Elections can significantly impact various components of Indonesia’s gross domestic product (GDP). During the 2019 election, consumption increased until a quarter before the May election, then declined. Public consumption then experienced fluctuations in the following quarters, directly reflecting the political climate.
Investment also decreased before and after the election, reflecting uncertainty towards the new government. This uncertainty was also felt in the capital market, where the Indonesia Composite Index (IHSG) experienced fluctuations, particularly before and after the election.

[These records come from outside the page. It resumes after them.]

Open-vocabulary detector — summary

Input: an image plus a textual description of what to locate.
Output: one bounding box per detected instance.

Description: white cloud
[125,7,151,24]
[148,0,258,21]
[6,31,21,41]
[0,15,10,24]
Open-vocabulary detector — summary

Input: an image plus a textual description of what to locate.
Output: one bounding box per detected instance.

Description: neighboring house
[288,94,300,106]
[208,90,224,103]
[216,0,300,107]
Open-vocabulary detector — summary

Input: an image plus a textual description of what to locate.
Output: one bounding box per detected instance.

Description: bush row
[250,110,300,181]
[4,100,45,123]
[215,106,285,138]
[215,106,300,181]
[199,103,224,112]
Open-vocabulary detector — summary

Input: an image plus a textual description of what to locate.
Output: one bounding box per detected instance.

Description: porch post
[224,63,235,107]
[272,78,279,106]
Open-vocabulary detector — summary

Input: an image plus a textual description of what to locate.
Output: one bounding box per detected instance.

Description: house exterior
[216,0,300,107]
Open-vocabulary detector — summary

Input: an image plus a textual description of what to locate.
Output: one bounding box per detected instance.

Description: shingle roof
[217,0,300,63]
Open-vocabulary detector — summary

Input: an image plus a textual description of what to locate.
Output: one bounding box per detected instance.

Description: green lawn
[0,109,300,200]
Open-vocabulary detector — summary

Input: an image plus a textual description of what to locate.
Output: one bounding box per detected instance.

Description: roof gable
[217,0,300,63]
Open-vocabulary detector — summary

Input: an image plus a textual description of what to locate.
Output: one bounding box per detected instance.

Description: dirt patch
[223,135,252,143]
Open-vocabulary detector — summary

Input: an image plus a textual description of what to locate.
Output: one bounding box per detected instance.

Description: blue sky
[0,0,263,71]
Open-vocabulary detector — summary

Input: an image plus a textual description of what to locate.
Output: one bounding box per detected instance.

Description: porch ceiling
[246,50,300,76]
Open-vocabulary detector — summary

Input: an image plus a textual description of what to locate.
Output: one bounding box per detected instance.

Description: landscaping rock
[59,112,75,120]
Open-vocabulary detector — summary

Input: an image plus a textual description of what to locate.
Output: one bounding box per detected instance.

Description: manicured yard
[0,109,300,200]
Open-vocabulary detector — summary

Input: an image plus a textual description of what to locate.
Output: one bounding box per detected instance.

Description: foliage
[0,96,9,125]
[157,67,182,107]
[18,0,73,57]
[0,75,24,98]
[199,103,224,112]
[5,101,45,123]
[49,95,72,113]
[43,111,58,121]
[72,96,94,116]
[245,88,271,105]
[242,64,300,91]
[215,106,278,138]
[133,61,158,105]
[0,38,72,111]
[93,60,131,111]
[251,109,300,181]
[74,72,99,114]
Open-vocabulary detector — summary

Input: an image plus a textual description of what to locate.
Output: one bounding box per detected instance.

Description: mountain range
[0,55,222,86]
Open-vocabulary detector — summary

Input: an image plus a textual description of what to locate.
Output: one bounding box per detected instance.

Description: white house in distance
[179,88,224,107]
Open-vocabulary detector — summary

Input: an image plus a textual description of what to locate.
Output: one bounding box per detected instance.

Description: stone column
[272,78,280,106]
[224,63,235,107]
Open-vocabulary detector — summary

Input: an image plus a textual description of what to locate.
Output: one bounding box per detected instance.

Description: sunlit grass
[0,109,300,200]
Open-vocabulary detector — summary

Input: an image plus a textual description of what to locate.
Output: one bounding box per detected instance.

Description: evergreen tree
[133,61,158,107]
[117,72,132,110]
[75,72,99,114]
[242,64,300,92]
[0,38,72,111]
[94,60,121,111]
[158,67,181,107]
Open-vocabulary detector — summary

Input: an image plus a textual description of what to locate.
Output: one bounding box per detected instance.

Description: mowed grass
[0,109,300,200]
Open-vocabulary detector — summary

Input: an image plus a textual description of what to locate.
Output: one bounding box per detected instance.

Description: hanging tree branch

Investors tend to adopt a ‘wait and see’ approach, reducing share purchases and closely monitoring conditions and new policy decisions before committing financially. If the 2024 election results in decisions inconsistent with market expectations, the IHSG may experience adverse effects.
Economic shocks before, during, or after the election are also anticipated, particularly in certain regions, where the prices of essential commodities rose during and after the 2019 election. The Indonesian government is expected to implement strategic policies to tackle this.
One major policy that can be implemented is the inclusion of an automatic adjustment (AA) in the 2024 State Budget. AA is crucial in overcoming conditions of uncertainty, which often arise during election periods.
Bank Indonesia (BI) also plays a significant role in addressing the uncertain domestic investment climate through a monetary policy known as the ‘twist operation’ strategy. This strategy aims to stimulate investor interest and keep investors engaged in the market, particularly during times of political uncertainty.
Furthermore, fiscal and monetary policies must work harmoniously to maintain economic stability during the presidential election period. This requires collaboration between the Ministry of Finance and BI to create conducive economic conditions.
As Indonesia braces itself for the upcoming presidential election and the potential economic impact it may bring, strategic policies and collaborative efforts will be crucial in safeguarding the country’s financial resilience.